Vendredi, elle a raconté à l’infirmière ce que son grand père lui avait fait, il ya quelques années.
L’infirmière lui a demandé si elle se sentait assez forte pour en parler à ses parents.
Elle a répondu par l’affirmative. Le plus dur c’est d’oser en parler la première fois.
Lundi l’infirmière reçoit la jeune fille et ses parents. Et leur indique sa détermination de faire un signalement auprès du Procureur de la République. A moins que le parents ne portent plainte eux-mêmes.
Ce matin je reçois les parents et la jeune fille. Ils ont l’air préoccupés.

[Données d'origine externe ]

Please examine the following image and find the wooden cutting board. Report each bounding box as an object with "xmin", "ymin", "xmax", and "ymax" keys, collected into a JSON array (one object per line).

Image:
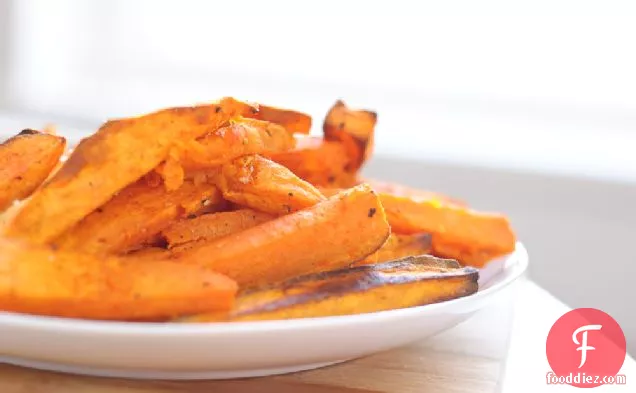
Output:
[{"xmin": 0, "ymin": 339, "xmax": 501, "ymax": 393}]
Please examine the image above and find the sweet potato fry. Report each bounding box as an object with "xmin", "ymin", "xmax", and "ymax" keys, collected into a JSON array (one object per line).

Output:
[
  {"xmin": 175, "ymin": 117, "xmax": 296, "ymax": 172},
  {"xmin": 323, "ymin": 100, "xmax": 377, "ymax": 171},
  {"xmin": 0, "ymin": 130, "xmax": 66, "ymax": 212},
  {"xmin": 182, "ymin": 255, "xmax": 478, "ymax": 322},
  {"xmin": 5, "ymin": 97, "xmax": 256, "ymax": 244},
  {"xmin": 53, "ymin": 176, "xmax": 223, "ymax": 255},
  {"xmin": 161, "ymin": 184, "xmax": 390, "ymax": 288},
  {"xmin": 356, "ymin": 233, "xmax": 432, "ymax": 266},
  {"xmin": 0, "ymin": 237, "xmax": 237, "ymax": 321},
  {"xmin": 321, "ymin": 183, "xmax": 512, "ymax": 266},
  {"xmin": 216, "ymin": 155, "xmax": 325, "ymax": 215},
  {"xmin": 162, "ymin": 209, "xmax": 274, "ymax": 248},
  {"xmin": 380, "ymin": 193, "xmax": 516, "ymax": 258},
  {"xmin": 270, "ymin": 136, "xmax": 357, "ymax": 188},
  {"xmin": 252, "ymin": 104, "xmax": 312, "ymax": 134}
]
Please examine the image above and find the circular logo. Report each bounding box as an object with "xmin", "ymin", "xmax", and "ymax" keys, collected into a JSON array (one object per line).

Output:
[{"xmin": 546, "ymin": 308, "xmax": 626, "ymax": 388}]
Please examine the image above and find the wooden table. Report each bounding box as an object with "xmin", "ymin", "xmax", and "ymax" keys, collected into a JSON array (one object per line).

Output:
[{"xmin": 1, "ymin": 279, "xmax": 633, "ymax": 392}]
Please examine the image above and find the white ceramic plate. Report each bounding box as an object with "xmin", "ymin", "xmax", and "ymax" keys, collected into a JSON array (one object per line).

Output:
[{"xmin": 0, "ymin": 242, "xmax": 528, "ymax": 380}]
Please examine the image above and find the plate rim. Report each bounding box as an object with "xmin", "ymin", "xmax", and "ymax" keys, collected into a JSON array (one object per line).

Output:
[{"xmin": 0, "ymin": 242, "xmax": 528, "ymax": 335}]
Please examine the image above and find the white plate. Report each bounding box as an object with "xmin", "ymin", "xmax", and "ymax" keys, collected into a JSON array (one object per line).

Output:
[{"xmin": 0, "ymin": 242, "xmax": 528, "ymax": 380}]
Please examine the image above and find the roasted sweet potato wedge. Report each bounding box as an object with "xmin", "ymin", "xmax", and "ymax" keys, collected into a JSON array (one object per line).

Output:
[
  {"xmin": 0, "ymin": 237, "xmax": 237, "ymax": 321},
  {"xmin": 0, "ymin": 130, "xmax": 66, "ymax": 212},
  {"xmin": 5, "ymin": 97, "xmax": 257, "ymax": 243},
  {"xmin": 380, "ymin": 193, "xmax": 516, "ymax": 260},
  {"xmin": 162, "ymin": 209, "xmax": 274, "ymax": 249},
  {"xmin": 323, "ymin": 100, "xmax": 377, "ymax": 171},
  {"xmin": 182, "ymin": 255, "xmax": 478, "ymax": 322},
  {"xmin": 319, "ymin": 183, "xmax": 514, "ymax": 266},
  {"xmin": 356, "ymin": 233, "xmax": 432, "ymax": 266},
  {"xmin": 216, "ymin": 155, "xmax": 325, "ymax": 215},
  {"xmin": 252, "ymin": 104, "xmax": 312, "ymax": 134},
  {"xmin": 270, "ymin": 136, "xmax": 358, "ymax": 188},
  {"xmin": 53, "ymin": 175, "xmax": 223, "ymax": 255},
  {"xmin": 159, "ymin": 184, "xmax": 390, "ymax": 288},
  {"xmin": 175, "ymin": 118, "xmax": 296, "ymax": 172}
]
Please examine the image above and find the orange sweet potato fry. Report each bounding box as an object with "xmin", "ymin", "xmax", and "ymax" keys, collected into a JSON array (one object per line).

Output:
[
  {"xmin": 323, "ymin": 100, "xmax": 377, "ymax": 171},
  {"xmin": 0, "ymin": 130, "xmax": 66, "ymax": 212},
  {"xmin": 270, "ymin": 136, "xmax": 357, "ymax": 188},
  {"xmin": 53, "ymin": 176, "xmax": 223, "ymax": 255},
  {"xmin": 380, "ymin": 193, "xmax": 516, "ymax": 258},
  {"xmin": 320, "ymin": 184, "xmax": 511, "ymax": 266},
  {"xmin": 216, "ymin": 155, "xmax": 326, "ymax": 215},
  {"xmin": 183, "ymin": 256, "xmax": 478, "ymax": 322},
  {"xmin": 175, "ymin": 117, "xmax": 296, "ymax": 172},
  {"xmin": 0, "ymin": 237, "xmax": 237, "ymax": 321},
  {"xmin": 356, "ymin": 233, "xmax": 432, "ymax": 266},
  {"xmin": 162, "ymin": 184, "xmax": 390, "ymax": 288},
  {"xmin": 252, "ymin": 104, "xmax": 312, "ymax": 134},
  {"xmin": 5, "ymin": 97, "xmax": 256, "ymax": 244},
  {"xmin": 162, "ymin": 209, "xmax": 274, "ymax": 248}
]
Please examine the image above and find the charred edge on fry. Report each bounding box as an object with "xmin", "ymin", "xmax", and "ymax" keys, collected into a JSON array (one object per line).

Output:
[
  {"xmin": 18, "ymin": 129, "xmax": 40, "ymax": 136},
  {"xmin": 242, "ymin": 255, "xmax": 474, "ymax": 294},
  {"xmin": 234, "ymin": 263, "xmax": 478, "ymax": 316}
]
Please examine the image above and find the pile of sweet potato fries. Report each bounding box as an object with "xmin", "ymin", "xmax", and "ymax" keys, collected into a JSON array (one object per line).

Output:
[{"xmin": 0, "ymin": 98, "xmax": 515, "ymax": 322}]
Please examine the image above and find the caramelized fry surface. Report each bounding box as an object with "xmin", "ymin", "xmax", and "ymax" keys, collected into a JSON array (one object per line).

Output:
[{"xmin": 183, "ymin": 255, "xmax": 478, "ymax": 322}]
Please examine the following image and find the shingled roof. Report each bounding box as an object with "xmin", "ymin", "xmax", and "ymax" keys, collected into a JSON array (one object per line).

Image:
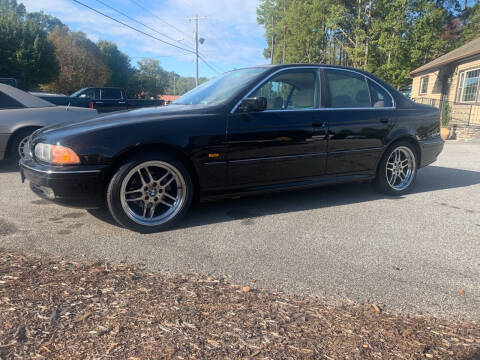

Pas effondrés. Préoccupés.
Mais pas parce que je crois.
Ce qui les gêne c’est la réaction de la famille. La veille la tante de la jeune fille (pourtant mère d’une gamine elle aussi) a frappé la jeune fille pour avoir osé parler. Les parents pensent qu’il ne faut pas aller plus avant dans les démarches. Maintenant qu’ils savent, ils vont s’occuper de leur fille. En privé. Etouffer. Sauver les apparences. Le jeune fille ne souhaite d’ailleurs pas que l’affaire prenne ces proportions : hein tu ne souhaites pas que ça aille plus loin, hein ?
Et puis la grand mère est une femme admirable que la jeune fille adore. Et la grand mère en mourrait et la jeune fille culpabiliserait. Hein tu culpabiliserais s’il arrivait quelque chose à mamie ?
Et la jeune fille se tait.
Je m’élève violemment contre l’idée que les parents puissent vouloir ou oser instiller le poison de la culpablisation dans le coeur et l’esprit de leur fille.
Je demande à la jeune fille de sortir.
Je demande aux parents s’ils se rendent compte de ce qu’ils font, de ce qu’il couvrent, de ce qu’ils acceptent, de ce qu’ils demandent à leur gamine d’accepter. Elle a subi. Elle s’est tue. Elle parle maintenant. Mais selon eux il faut maintenant qu’elle chuchotte, ou mieux… qu’elle se taise. Je leur dis que cette attitude est intolérable. Inacceptable. Obscène. Abjecte. Pas avec ces mots là parce que je ne suis pas procureur. J’essaie de faire que mes mots trouvent le coeur de la mère et la raison du père. Ou l’inverse. Mais qu’ils ne soient pas vains.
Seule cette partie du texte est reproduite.